Creating some Soup for Good bowls was a lot of fun and quite a bit different from Monica’s more sculptural style, an amalgamation of her fascination with pushing the boundaries of construction, adding interesting textures, and throwing in a bit of whimsy.
“It’s kind of the irony of pottery,” she says of her style. “The irony of pottery is that usually, you don’t want a piece to be broken. I’ve been trying to develop a body of work made to look broken. Certain pieces are almost exploding, others are almost melting. I have funny ideas that are kind of different; like I’ll take [the illustrative style] of Dr. Seuss and add him into my work.”
Spray glazing and “a lot of brush work” is used to finish most of her pieces.
“A lot of potters don’t do brush work because it’s inconsistent. I use it almost like a coloring book,” says Monica.
Monica also loves to experiment with textures and cut-outs (cookie cutters are a favorite),then figuring out how to best build that texture into the form.
“Like I’m looking at this weird waffle cut design I do—what if I have pieces of it growing from the inside?” she says. “Right now, I have a couple of different old sketches I’m looking into. I might do more cutting out or piercing. I’m trying to make them look more elegant. There are just a bunch of different little concepts I work with, like I’ll take a couple of pots and cut out the neck on one, and cut out the bottom on the other, and fuse them together.”

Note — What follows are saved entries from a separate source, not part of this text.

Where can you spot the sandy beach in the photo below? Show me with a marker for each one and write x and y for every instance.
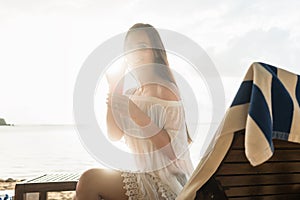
(9, 185)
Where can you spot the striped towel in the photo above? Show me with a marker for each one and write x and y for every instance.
(267, 106)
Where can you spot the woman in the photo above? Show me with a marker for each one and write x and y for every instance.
(156, 108)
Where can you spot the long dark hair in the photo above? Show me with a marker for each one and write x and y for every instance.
(160, 55)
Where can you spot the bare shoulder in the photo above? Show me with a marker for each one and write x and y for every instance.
(170, 94)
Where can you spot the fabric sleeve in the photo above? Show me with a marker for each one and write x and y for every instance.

Having access to the materials, tools and equipment at the GAC studio, and working with students as a mentor and guide during practice hours, is inspiring, says Monica. She’s available to interact with students during three weekly practice sessions and on Saturdays.

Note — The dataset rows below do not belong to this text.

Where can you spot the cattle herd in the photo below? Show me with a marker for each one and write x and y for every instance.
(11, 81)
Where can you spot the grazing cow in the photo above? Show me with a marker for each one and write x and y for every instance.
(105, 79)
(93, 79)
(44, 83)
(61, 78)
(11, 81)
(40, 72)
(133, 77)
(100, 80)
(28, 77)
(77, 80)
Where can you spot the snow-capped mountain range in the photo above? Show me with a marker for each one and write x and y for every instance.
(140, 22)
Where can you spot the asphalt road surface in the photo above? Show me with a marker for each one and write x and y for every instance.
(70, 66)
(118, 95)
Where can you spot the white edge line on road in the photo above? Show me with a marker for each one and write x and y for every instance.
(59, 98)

“They can come in and work for a couple of hours on their stuff, and I can come and help throughout the session. For the most part it’s inspiring people, maybe giving them a little bit of different ideas. And they inspire me, too. Everybody is making these great-looking things,” says Monica. “I love sharing this passion with students.”

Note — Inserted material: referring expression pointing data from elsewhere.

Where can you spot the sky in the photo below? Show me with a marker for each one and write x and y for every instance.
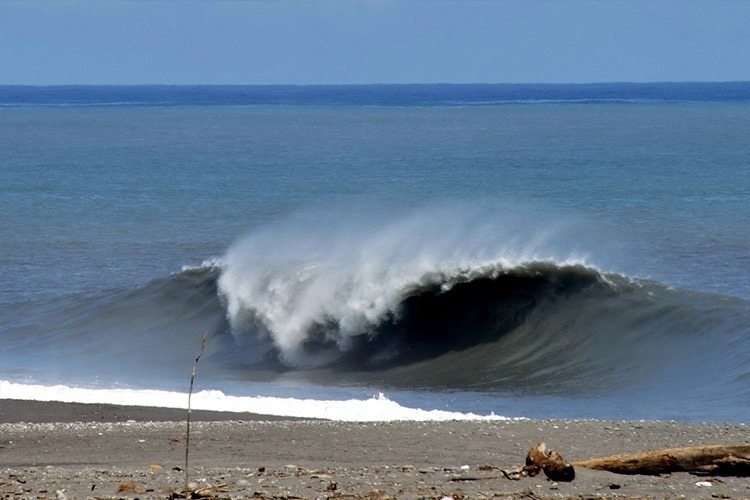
(372, 41)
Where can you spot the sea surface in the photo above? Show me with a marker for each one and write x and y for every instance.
(380, 251)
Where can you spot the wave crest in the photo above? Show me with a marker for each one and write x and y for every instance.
(320, 288)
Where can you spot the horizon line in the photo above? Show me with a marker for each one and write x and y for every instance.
(622, 82)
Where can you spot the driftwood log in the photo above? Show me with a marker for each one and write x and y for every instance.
(717, 460)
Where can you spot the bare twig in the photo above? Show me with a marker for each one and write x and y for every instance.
(190, 396)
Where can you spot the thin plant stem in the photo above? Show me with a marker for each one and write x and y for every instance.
(190, 410)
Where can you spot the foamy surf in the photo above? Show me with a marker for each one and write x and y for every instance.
(374, 409)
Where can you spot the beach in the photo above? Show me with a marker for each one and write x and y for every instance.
(63, 450)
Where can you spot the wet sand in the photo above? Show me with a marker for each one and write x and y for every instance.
(61, 450)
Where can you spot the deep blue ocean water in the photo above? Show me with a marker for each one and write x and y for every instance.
(529, 250)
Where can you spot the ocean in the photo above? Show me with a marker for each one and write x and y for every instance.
(380, 252)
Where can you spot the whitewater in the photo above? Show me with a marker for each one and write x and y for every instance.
(389, 253)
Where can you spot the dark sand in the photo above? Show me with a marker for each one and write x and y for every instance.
(56, 450)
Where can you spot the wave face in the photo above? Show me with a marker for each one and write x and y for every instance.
(450, 302)
(486, 307)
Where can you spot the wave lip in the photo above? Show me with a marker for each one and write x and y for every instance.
(320, 294)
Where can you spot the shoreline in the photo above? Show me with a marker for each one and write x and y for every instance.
(69, 450)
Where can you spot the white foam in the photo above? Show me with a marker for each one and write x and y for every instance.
(375, 409)
(348, 272)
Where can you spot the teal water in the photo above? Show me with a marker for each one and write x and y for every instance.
(298, 217)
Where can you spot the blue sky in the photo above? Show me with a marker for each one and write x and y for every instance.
(372, 41)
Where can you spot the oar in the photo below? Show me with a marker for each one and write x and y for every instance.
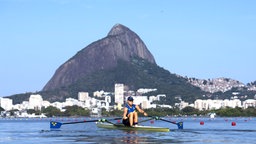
(179, 124)
(145, 120)
(56, 125)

Ultimately, Monica would like to teach at the university level. She says will be looking into graduate school to earn her master’s degree to help reach her long-term goal. As far as the immediate future, Monica’s focusing on coming up with a body of work for her GAC installation that will be featured at the end of her residency.
“I’m really excited. In about a year I have a solo show in the gallery, and so I’m trying to come with different ideas. I definitely want to work on an installation.”
Monica also shares she’s found she puts emotion into her work. She started to see an evolution in her quirky, lighthearted pieces as she and her family went through a difficult year, which sadly came to a conclusion when her brother passed away in September.
“I feel like this year, a lot has happened in my personal life. My brother was going through a hard time, and I was having more arguments with him, and now I’m discovering little things I see in my work,” says Monica. “One of the series I’ve been working on are vessels that are really decaying and melting, pushing the balance so much that you wonder if they’re going to stick to the shelf.”
Monica first learned about GAC from friends who were members at Wesleyan Potters and from a friend who had taught a class at GAC.
“They said it was a great community and a fun place to create,” says Monica, who was also jury selected to show at GAC’s Craft Expo 2016.
“When I heard there was an opening for a resident potter, I thought, ‘I need to jump on this,’ because there are so few opportunities like this in Connecticut.”
Monica was one of several candidates who interviewed with a six-member panel.
“I was kind of nervous, but I guess I did okay! One of the reasons they said they chose me was because I had the funniest interview,” says Monica.